Os ingressos custaram desde R$ 70, a cadeira, a R$ 3 mil, o camarote no 1º piso para até oito pessoas.
Frevo com vacina
No palco, Alceu Valença, que entrou em cena por volta das 23h, depois da apresentação de Geraldinho Lins, parabenizou as medidas estabelecidas pelo Governo do Estado e defendeu a vacina e o uso da máscara mesmo após a imunização, num discurso de combate ao que está aí. "Digo a vocês: nós vamos acabar com esse coronavírus, porque nós vamos degolar esse canalha, entendeu? E para isso é preciso que todo mundo se vacine. Vacina para todos!", exclamou o dono da noite, de 75 anos, informando que já tomou a terceira dose, de reforço, e mostrando a máscara guardada no bolso.
Ele montou um repertório para matar a saudade mesmo. Foi um sucesso atrás do outro. A certa altura, havia gente com emoção suficiente de se estar no Marco Zero cantando, dançando e chorando o fim do Carnaval. Começou com forró, baião, xote e xaxado e desaguou no frevo. "A primeira parte deste show foi dedicada a São Bento do Una", disse, mencionando sua cidade natal, depois de cantar "Papagaio do Futuro", "Baião", "Vem Morena", "O Canto da Ema", "Xote das Meninas", "Sabiá" e "Coração Bobo", formando alguns casais junto às suas mesas.
O roteiro seguiu com ritmos que ele conheceu quando chegou ao Recife, como o frevo e o maracatu. Vieram, entre outros, os grandes sucessos "Como Dois Animais", "Pelas Ruas que Andei", "La Belle de Jour" e "Anunciação", quando deixou o palco.
Alceu Valença retornou de fraque prateado e cartola preta, como nos velhos Carnavais. Cantou "Voltei Recife", "Diabo Loiro" e "Bicho Maluco Beleza", tirando do público os muitos passos de frevo guardados há mais de um ano.
Homenagem a Paulo Rafael
O show foi em homenagem ao guitarrista Paulo Rafael, que morreu no dia 23 de agosto, aos 66 anos, devido a um câncer no fígado. Paulinho, como era conhecido, era caruaruense, integrante do Ave Sangria e estava na banda de Alceu Valença desde 1975.
"Queria dedicar a uma pessoa que sempre estará presente dentro dos meu shows, na minha obra musical, na obra musical do Ave Sangria. O nome dele é Paulo Rafael. Paulinho que sempre esteve ao lado da música; Paulinho que tinha uma sensibilidade incrível para a música, Paulinho que era um dos maiores guitarristas do mundo e colocou um estilo próprio, da guitarra, a serviço da música popular brasileira. A guitarra de Paulo Rafael entrou no forró, entrou no frevo, entrou em tudo que é canto. Então, é muito triste pra gente, é difícil, 'tô' num luto terrível, mas a vida segue, e eu tenho certeza que Paulinho está achando bacana que a gente está fazendo um show aqui."

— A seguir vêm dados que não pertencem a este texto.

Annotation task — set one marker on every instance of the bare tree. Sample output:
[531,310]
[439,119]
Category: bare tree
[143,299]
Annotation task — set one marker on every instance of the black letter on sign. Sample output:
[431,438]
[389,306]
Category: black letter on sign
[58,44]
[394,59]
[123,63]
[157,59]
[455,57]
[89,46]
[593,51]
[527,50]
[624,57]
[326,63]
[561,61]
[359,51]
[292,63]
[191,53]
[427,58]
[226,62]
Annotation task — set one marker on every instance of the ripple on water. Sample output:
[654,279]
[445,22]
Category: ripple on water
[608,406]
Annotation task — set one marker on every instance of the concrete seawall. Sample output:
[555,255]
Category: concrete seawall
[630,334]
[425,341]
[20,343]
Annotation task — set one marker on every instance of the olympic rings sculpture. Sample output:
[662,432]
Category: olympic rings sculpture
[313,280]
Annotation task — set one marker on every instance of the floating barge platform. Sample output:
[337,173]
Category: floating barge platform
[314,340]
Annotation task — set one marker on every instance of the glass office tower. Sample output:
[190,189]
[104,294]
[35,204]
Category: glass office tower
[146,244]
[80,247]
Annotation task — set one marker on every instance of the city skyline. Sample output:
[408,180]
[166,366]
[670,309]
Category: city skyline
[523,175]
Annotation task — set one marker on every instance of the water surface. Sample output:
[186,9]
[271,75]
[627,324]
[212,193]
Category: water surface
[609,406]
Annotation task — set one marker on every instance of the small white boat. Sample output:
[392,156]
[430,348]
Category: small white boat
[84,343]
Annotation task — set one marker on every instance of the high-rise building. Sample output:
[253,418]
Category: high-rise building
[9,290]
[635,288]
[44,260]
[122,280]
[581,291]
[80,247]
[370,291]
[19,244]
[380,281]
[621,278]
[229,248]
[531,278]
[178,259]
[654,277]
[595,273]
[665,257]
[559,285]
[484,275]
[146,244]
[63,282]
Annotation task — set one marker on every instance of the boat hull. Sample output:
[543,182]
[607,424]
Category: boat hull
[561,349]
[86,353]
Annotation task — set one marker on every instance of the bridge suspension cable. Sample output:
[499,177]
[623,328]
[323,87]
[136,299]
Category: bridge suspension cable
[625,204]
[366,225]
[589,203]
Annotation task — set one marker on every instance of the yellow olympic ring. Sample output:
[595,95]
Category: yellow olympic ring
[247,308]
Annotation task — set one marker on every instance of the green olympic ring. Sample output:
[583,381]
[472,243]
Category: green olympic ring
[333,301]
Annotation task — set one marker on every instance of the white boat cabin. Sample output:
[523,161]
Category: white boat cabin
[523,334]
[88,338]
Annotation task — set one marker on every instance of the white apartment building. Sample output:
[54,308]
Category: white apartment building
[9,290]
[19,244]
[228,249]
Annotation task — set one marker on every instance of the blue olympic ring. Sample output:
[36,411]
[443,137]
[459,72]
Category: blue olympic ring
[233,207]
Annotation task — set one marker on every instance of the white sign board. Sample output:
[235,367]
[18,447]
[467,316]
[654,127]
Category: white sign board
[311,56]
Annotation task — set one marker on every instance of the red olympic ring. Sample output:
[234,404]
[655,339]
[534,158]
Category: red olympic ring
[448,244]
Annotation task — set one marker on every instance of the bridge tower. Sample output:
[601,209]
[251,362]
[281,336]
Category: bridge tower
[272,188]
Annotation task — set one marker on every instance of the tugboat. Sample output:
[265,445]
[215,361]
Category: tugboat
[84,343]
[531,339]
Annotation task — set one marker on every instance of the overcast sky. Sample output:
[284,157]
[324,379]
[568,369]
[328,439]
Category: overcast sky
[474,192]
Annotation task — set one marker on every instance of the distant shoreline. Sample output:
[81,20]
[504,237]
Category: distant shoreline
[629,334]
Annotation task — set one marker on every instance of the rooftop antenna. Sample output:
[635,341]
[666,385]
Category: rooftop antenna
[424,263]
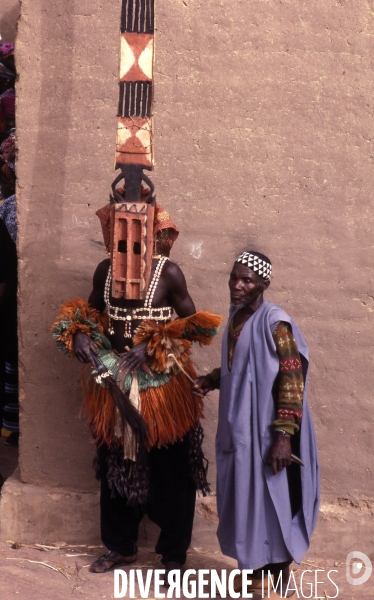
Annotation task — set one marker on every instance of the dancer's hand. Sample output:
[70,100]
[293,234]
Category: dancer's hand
[84,347]
[203,385]
[134,359]
[280,453]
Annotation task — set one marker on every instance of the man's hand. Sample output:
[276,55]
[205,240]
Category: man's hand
[203,385]
[280,453]
[84,347]
[134,359]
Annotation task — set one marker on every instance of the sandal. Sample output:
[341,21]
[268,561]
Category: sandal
[108,562]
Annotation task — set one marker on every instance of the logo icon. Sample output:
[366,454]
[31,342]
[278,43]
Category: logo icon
[358,562]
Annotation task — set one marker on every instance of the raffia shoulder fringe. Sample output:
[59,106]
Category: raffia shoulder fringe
[77,315]
[166,400]
[176,338]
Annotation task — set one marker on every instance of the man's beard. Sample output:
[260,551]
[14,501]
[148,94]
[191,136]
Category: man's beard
[237,305]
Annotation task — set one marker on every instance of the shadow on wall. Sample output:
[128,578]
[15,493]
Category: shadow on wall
[8,19]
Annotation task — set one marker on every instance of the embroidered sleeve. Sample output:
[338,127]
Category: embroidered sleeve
[289,386]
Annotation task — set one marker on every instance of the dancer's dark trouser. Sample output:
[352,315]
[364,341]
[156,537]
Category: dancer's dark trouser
[171,506]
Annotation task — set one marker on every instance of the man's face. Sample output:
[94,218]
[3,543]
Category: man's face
[245,286]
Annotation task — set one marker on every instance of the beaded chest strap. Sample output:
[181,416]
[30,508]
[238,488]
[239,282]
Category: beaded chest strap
[137,314]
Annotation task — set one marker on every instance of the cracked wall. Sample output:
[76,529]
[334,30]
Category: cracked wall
[263,138]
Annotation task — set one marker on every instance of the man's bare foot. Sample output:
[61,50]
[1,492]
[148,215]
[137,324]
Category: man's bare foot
[108,562]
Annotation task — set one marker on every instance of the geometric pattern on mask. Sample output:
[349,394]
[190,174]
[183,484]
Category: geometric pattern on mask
[256,264]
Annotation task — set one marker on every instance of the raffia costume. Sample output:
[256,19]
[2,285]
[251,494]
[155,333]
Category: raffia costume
[164,480]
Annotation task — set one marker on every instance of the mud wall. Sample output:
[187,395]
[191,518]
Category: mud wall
[264,131]
[9,13]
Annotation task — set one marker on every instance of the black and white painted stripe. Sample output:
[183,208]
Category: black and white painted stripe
[137,16]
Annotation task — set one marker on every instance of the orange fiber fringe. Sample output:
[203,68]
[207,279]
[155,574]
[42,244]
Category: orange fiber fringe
[170,410]
[86,313]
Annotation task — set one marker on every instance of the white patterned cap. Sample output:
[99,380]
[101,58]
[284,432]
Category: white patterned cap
[258,263]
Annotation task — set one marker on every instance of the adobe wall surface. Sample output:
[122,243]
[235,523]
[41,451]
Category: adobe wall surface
[9,13]
[264,133]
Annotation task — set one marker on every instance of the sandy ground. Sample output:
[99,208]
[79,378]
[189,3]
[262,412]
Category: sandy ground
[38,573]
[60,572]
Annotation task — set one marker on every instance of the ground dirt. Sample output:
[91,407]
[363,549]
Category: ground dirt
[37,573]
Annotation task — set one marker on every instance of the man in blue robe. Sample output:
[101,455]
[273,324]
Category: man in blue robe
[267,501]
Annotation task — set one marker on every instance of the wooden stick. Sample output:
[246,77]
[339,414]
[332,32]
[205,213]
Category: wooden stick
[171,355]
[297,460]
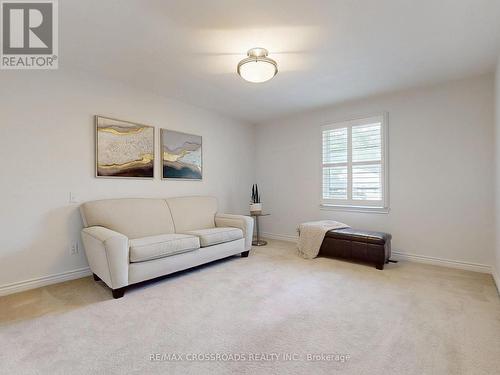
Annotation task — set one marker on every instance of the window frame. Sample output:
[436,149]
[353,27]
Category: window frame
[381,206]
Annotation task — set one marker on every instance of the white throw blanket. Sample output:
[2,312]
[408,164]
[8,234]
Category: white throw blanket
[311,235]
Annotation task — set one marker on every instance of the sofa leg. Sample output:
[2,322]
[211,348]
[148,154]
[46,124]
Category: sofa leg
[118,293]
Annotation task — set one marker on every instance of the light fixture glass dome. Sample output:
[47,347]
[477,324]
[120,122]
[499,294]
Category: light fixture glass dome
[257,67]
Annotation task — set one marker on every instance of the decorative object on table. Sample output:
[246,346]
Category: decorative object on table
[181,155]
[255,205]
[258,241]
[124,149]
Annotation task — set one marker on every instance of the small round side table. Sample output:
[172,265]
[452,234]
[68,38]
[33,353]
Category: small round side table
[258,241]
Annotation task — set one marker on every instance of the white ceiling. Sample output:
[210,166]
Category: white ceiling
[328,51]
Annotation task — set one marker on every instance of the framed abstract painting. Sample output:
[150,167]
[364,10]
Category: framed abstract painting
[124,149]
[181,155]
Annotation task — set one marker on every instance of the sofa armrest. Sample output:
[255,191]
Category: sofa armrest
[245,223]
[108,255]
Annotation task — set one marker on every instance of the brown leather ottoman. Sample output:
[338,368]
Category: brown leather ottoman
[362,245]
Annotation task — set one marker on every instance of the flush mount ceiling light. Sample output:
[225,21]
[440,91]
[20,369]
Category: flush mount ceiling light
[257,67]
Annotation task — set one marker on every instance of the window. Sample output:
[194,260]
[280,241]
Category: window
[354,164]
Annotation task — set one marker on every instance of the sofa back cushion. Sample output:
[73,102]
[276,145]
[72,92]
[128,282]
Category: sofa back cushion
[133,217]
[191,213]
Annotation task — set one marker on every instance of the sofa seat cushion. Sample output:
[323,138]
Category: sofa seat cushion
[214,236]
[164,245]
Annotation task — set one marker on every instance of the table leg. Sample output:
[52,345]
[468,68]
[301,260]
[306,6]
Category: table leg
[258,241]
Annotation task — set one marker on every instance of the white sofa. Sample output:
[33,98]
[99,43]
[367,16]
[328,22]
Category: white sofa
[131,240]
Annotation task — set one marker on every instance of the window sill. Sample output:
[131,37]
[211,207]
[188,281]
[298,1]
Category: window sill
[366,209]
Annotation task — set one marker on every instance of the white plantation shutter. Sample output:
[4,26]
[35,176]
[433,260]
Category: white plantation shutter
[354,163]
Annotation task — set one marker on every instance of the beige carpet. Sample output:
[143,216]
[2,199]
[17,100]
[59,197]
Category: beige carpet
[275,310]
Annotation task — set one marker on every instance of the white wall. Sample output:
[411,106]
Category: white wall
[441,170]
[47,150]
[497,185]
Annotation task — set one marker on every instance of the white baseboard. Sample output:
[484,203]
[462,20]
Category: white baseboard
[467,266]
[43,281]
[496,278]
[397,255]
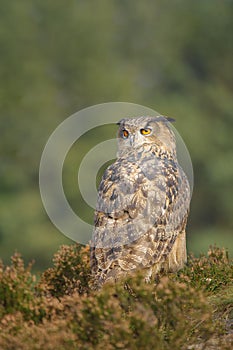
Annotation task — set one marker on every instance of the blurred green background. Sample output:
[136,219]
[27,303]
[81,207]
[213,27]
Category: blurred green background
[59,57]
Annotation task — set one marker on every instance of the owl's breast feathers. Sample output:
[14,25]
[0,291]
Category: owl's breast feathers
[142,206]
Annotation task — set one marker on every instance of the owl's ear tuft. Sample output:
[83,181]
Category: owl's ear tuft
[120,122]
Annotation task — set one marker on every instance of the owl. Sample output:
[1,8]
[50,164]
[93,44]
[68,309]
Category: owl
[142,205]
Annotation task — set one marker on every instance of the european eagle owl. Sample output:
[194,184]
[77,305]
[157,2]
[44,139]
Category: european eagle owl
[142,206]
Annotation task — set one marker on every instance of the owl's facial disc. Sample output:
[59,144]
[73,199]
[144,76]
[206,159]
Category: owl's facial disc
[146,131]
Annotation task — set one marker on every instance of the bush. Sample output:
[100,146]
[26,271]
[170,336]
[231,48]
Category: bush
[127,315]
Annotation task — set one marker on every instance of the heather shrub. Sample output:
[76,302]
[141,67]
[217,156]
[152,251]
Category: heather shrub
[70,273]
[62,312]
[211,272]
[17,290]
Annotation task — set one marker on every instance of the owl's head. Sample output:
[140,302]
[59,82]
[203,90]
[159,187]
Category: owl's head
[141,131]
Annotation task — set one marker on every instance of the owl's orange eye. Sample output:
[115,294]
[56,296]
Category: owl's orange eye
[125,134]
[146,131]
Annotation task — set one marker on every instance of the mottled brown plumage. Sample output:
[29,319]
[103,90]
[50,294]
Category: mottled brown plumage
[142,205]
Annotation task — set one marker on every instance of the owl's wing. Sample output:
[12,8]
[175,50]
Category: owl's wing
[135,221]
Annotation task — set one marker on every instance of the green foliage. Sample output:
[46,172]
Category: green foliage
[128,315]
[174,56]
[17,290]
[211,272]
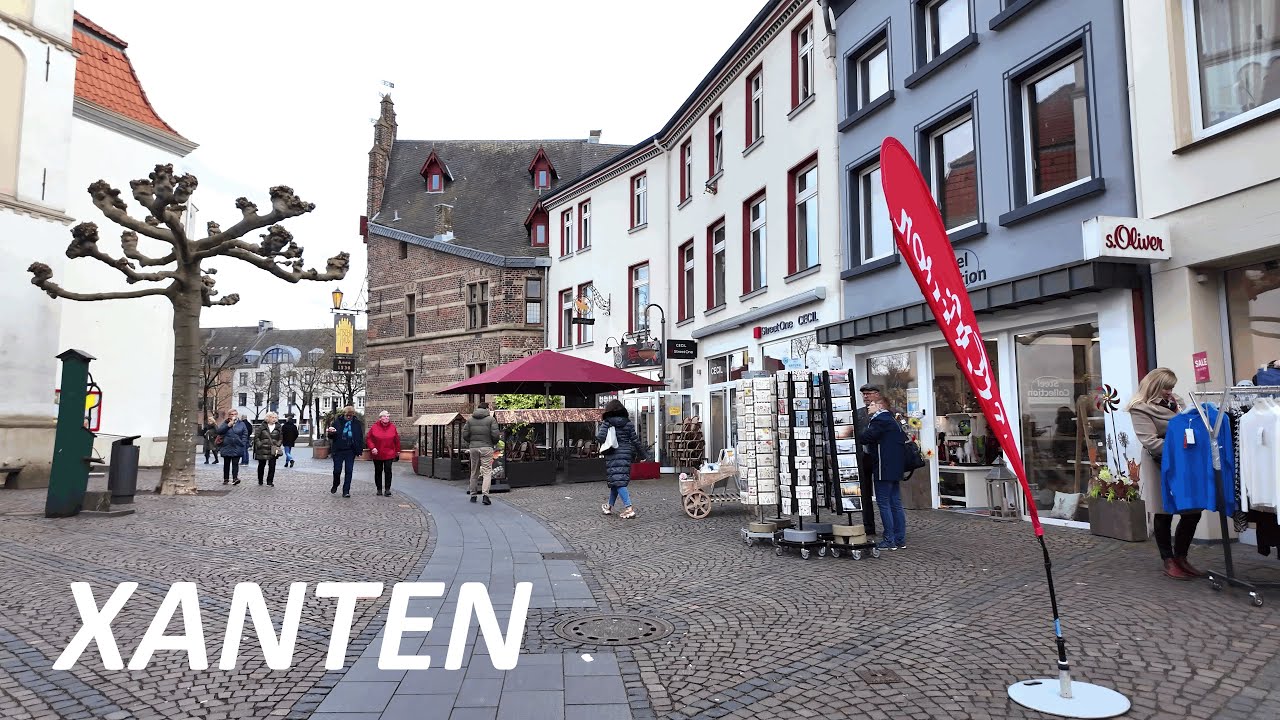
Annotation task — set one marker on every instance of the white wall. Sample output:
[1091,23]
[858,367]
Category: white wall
[132,340]
[31,231]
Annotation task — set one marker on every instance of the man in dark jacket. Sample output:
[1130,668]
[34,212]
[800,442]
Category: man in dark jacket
[288,438]
[480,433]
[888,443]
[346,442]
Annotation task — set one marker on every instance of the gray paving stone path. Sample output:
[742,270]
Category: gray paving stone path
[498,546]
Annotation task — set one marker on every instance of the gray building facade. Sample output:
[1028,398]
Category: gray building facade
[1016,113]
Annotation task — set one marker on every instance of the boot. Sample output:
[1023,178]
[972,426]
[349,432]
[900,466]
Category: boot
[1188,568]
[1174,570]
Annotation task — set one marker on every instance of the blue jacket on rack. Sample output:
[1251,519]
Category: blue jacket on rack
[1187,470]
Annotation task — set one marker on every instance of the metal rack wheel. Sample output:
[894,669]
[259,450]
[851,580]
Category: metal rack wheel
[698,505]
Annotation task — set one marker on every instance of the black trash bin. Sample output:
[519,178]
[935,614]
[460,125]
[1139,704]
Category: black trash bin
[122,474]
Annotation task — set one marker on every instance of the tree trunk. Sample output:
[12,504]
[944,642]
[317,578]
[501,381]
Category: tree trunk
[178,475]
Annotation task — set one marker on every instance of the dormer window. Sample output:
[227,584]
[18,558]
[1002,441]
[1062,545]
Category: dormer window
[435,173]
[542,171]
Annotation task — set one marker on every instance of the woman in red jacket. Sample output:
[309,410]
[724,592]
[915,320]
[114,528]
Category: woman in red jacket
[383,443]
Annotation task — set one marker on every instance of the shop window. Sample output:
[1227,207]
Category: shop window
[1253,314]
[1232,60]
[1061,428]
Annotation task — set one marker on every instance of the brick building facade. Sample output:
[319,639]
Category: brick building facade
[457,245]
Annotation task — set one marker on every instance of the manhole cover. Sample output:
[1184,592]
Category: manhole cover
[613,629]
[878,677]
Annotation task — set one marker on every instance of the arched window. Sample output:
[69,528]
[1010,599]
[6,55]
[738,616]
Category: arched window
[13,69]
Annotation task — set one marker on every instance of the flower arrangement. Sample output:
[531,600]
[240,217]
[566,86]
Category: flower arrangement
[1114,487]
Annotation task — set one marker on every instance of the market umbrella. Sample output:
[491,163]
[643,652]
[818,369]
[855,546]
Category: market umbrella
[551,373]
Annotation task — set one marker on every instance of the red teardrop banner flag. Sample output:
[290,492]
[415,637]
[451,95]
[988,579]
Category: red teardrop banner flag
[922,238]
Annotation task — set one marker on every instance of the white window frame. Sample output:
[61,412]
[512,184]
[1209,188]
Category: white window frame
[640,200]
[862,87]
[804,64]
[936,165]
[1028,99]
[931,53]
[757,235]
[1191,46]
[864,220]
[801,197]
[757,85]
[720,247]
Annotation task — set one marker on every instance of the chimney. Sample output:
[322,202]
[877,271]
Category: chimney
[443,219]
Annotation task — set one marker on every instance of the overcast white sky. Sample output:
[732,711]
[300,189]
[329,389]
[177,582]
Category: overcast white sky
[283,92]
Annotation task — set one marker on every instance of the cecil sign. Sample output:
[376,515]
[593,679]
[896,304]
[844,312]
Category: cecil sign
[1127,240]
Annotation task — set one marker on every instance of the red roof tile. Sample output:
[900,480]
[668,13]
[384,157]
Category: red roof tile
[105,77]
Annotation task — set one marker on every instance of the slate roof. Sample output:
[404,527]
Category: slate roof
[243,340]
[492,190]
[105,77]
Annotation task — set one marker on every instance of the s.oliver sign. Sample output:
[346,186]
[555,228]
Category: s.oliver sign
[1127,240]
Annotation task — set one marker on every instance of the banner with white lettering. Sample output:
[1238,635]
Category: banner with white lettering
[922,238]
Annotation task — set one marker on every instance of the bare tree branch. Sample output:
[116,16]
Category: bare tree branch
[85,245]
[44,281]
[284,205]
[106,199]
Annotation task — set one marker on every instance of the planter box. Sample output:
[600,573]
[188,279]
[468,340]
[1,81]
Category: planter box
[1121,519]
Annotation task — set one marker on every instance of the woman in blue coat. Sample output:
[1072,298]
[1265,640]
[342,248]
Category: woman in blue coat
[236,438]
[617,461]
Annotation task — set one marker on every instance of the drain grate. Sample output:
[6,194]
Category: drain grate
[563,556]
[613,629]
[878,677]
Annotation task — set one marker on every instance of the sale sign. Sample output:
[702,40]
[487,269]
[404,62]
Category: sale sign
[922,238]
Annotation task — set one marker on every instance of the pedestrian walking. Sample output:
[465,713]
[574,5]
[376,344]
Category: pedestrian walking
[888,443]
[383,442]
[210,442]
[1151,409]
[617,460]
[236,434]
[480,433]
[268,445]
[346,443]
[288,437]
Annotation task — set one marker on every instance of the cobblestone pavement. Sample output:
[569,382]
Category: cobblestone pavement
[295,532]
[956,618]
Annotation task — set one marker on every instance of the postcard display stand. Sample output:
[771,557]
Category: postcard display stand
[757,452]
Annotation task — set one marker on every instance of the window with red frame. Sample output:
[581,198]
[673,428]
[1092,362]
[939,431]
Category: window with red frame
[686,171]
[688,265]
[566,327]
[755,106]
[567,232]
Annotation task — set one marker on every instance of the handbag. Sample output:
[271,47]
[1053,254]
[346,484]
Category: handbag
[611,441]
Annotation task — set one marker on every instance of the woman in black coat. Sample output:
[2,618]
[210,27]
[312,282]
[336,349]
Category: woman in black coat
[617,461]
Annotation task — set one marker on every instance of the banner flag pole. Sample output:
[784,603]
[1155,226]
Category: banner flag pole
[922,240]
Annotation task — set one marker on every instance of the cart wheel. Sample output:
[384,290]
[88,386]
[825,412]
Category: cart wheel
[698,505]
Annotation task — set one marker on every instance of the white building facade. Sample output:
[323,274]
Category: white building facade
[1205,83]
[37,80]
[726,219]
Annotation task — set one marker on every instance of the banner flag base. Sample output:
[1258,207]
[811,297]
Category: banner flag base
[1087,700]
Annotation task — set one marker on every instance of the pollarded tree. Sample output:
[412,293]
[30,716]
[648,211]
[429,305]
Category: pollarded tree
[187,286]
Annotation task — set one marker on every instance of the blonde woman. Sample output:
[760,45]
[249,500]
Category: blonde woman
[268,441]
[1151,409]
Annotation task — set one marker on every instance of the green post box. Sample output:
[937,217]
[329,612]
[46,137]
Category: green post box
[73,442]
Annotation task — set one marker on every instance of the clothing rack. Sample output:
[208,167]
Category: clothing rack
[1228,397]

O instrumentista Léo Lira foi quem assumiu a guitarra na banda de Alceu Valença, após a morte de Paulo Rafael.
Próximos shows
A apresentação de Alceu Valença foi também a retomada do Classic Hall, que permaneceu fechado para shows desde o início da pandemia, em 2020. A programação da casa segue, no dia 15 de outubro, com a dupla Jorge e Mateus. Depois, no dia 18 de novembro, haverá gravação de DVD da banda Limão com Mel, marcando a volta do vocalista Edson Lima. Wesley Safadão, Xand Avião, Gusttavo Lima e Tarcísio do Acordeon vão participar.